Jorie Goins, Tribune News Service on

Published in Business News

Corporate generosity took center stage in May when Robert F. Smith, the founder, chairman and CEO of Vista Equity, announced his plan to pay off student loans for Morehouse College's entire 2019 graduating class.

At the same time, MacKenzie Bezos, the ex-wife of Amazon founder and CEO Jeff Bezos, signed the Giving Pledge, agreeing to earmark half of her wealth for charitable donations.

As wealthy Americans like Smith and Bezos make public displays of generosity, employees of large and small companies may wish for their jobs to follow suit. This is especially true for millennial and Gen Z workers.

Millennials are the largest generation in the workforce, and many have a vested interest in the social responsibility of companies they patronize or work for. Their Gen Z counterparts are entering the workplace with a similar, if not higher, desire for corporate social responsibility.

According to a 2016 study by Cone Communications, 75% of millennials said they would take a pay cut to work for a responsible company. Cone's 2017 Gen Z CSR Study also noted that 87% of millennials and 94% of Gen Zers say companies should address social and environmental issues.

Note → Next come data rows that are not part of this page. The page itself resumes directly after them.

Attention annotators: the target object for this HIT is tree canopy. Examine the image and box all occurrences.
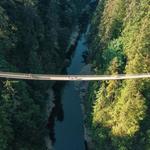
[86,0,150,149]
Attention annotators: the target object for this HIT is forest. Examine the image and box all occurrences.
[0,0,89,149]
[0,0,149,150]
[85,0,150,149]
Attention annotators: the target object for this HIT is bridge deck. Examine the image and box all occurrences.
[0,72,150,81]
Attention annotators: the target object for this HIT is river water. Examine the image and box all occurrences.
[53,33,88,150]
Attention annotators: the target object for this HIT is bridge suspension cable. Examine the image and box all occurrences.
[0,71,150,81]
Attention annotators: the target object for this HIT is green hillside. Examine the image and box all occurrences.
[86,0,150,149]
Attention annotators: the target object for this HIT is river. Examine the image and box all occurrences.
[53,32,88,150]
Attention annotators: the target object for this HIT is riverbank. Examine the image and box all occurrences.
[74,26,95,149]
[45,26,81,150]
[75,63,95,150]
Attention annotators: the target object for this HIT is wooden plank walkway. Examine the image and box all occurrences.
[0,71,150,81]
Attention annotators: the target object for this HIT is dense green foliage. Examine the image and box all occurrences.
[86,0,150,149]
[0,0,88,149]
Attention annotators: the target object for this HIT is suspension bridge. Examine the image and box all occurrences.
[0,71,150,81]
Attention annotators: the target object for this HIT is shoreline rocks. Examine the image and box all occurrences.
[45,89,55,150]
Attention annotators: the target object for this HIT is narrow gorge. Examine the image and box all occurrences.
[0,0,149,150]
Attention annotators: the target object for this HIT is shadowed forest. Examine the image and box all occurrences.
[0,0,89,149]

Unfortunately, according to author and multigenerational workplace expert Lindsey Pollak, employers often perceive this zeal as a negative trait.

 

"I often laugh when leaders complain about how their 'entitled' millennials come into their jobs on day one and want to make a difference," she wrote in her book, "The Remix: How to Lead and Succeed in the Multigenerational Workplace."

In an interview, Pollak credited the rise of social media and digital content with making younger workers aware of global crises faster than their older counterparts.

"Members of all generations are purpose-driven and want to find meaning in their lives and in their work," Pollak said. "I think what's different today is because of the technology tools that we have, millennials and Gen Zs have a real sense of empowerment that they can make a difference by sending a tweet or making a video."

Other experts on philanthropy and multigenerational workplaces say companies need to lean into this sense of empowerment if they want to hire top-tier young talent.